Tommy beobachtet mich mit einem heimtückischen Grinsen. ,,Kinder eben", erklärt er knapp.

,,Okay", stimme ich dann spontan zu und schlüpfe aus meinen High Heels. Ich drücke sie dem plötzlich überforderten Tommy in die Hände. ,,Pass mal bitte kurz darauf auf, ja?"

Keine Ahnung, woher meine ausgelassene Stimmung auf einmal kommt. Ob das an Joel liegt? Durch ihn fühle ich mich lebendig, als hätte ich über zwei Jahrzehnte nur existiert und würde plötzlich sehr viel mehr von der Welt und meinen Gefühlen mitkriegen, als bisher. Ich sehe die Schönheit in den winzigsten Dingen; wie vorhin, als die ersten Sonnenstrahlen in meine Wohnung fielen und die kleinen Staubpartikel in der Luft in Kristalle verwandelten.

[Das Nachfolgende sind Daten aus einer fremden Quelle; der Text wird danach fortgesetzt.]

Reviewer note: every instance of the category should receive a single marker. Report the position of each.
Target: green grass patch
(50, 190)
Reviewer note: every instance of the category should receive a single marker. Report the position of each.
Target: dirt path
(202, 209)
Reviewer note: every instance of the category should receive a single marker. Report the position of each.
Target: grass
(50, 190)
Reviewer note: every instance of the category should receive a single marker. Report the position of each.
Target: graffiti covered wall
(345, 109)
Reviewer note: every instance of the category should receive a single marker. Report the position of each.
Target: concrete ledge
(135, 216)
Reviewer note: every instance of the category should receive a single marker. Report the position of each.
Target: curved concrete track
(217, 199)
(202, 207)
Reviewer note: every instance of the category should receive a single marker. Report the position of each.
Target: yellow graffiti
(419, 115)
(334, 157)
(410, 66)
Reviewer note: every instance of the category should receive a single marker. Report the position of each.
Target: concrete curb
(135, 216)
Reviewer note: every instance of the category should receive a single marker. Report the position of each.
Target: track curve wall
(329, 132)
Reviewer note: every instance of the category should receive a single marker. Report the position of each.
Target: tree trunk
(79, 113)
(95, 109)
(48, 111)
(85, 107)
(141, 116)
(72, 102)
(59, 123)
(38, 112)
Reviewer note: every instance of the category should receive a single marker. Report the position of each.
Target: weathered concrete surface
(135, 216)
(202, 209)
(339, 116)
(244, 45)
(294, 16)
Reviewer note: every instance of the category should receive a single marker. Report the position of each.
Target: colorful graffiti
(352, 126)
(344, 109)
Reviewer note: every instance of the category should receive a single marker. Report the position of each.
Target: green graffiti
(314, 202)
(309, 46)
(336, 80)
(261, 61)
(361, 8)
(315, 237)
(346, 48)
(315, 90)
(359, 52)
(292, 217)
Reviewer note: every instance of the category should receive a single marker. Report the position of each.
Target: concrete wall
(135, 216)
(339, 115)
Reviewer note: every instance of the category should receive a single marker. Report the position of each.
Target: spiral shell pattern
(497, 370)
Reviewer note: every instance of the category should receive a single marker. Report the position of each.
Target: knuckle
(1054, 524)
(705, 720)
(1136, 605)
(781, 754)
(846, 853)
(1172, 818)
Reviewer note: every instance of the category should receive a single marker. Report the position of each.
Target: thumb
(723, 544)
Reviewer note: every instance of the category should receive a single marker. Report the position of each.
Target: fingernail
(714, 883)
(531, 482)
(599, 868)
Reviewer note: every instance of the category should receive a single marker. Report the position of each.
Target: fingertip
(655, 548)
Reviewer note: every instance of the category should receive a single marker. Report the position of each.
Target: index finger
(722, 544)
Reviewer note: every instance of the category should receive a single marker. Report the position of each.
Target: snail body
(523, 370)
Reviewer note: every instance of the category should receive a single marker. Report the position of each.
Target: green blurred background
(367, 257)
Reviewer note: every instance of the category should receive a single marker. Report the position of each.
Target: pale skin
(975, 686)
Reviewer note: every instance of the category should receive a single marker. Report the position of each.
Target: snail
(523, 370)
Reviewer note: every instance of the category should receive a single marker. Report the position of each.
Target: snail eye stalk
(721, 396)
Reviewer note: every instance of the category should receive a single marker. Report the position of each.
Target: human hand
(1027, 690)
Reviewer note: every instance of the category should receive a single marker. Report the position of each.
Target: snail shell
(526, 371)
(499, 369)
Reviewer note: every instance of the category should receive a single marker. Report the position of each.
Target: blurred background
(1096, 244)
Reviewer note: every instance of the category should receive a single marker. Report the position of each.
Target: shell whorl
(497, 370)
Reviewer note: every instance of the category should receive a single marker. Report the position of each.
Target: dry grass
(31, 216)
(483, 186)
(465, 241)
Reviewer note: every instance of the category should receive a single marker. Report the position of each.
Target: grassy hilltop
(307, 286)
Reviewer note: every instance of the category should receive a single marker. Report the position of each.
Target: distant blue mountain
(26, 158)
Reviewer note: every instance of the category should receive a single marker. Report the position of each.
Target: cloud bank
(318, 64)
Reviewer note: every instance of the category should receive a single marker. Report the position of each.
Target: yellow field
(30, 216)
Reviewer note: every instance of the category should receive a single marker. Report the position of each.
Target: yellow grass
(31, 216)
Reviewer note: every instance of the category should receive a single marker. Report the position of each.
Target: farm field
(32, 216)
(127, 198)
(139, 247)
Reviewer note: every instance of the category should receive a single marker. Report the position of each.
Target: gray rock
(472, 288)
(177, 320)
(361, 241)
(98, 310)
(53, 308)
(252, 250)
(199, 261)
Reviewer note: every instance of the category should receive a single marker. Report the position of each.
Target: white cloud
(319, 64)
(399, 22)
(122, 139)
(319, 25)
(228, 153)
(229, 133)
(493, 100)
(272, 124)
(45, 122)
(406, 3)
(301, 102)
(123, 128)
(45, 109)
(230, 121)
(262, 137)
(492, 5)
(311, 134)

Sarah und ich toben mindestens eine Viertelstunde durch den Park und das weiche Gras unter meinen Füßen lässt mich ein ums andere Mal unerwartet lachen. Sie ist ein niedliches Mädchen und scheint völlig sorgenfrei zu sein. Ein leiser Gedanke in meinem Hinterkopf fragt sich, wie der Frauenheld Tommy ein so kluges und empathisches Mädchen großziehen kann.. Aber ich verwerfe diesen Gedanken schnell wieder, weil mich das nichts angeht.

Als wir schließlich verschwitzt aber glücklich zu Tommy zurückkehren, der uns vom Parkrand aus zugeschaut hat, ich in meine High Heels schlüpfe und er uns grinsend sein Handy vors Gesicht hält, muss ich wieder kopfschüttelnd lachen.

Er hat Sarah fotografiert und hier und da bin ich auch auf den Bildern zu sehen. Mein losgelöstes Lachen lässt mich leicht erschaudern. Ich weiß nicht, wann ich das letzte Mal so ehrlich auf einem Foto gelacht habe - durch meinen Beruf habe ich selten Grund, wirklich zu lächeln, weil ich teilweise echte Schweine verteidigen muss. Da reicht die Palette von Dieben zu Drogendealer und sogar Mördern. Auf den Pressefotos muss ich entsprechend immer eine kühle, unvoreingenommene Fassade tragen.

,,Die Fotos sind süß, schickst du sie mir?", frage ich ihn und denke daran, sie Joel zu zeigen, wenn wir uns demnächst wieder sehen. Ich würde ihm gerne zeigen, wie gut ich mit Kindern umgehen kann, immerhin ist er selbst ein liebevoller Vater und würde das bestimmt zu schätzen wissen..

,,Sicher, Addie", stimmt Tommy zu. ,,Ich melde mich auch nochmal wegen einem Treffen."

Ich muss mich beherrschen, nicht mit den Augen zu rollen und nicke. ,,Super, ich muss jetzt wirklich gehen. Wir sehen uns, liebe Sarah!" Ich hauche ihr einen Luftkuss zu und sie versucht, mir zu zuzwinkern, wobei sie einfach mit beiden Augen blinzelt.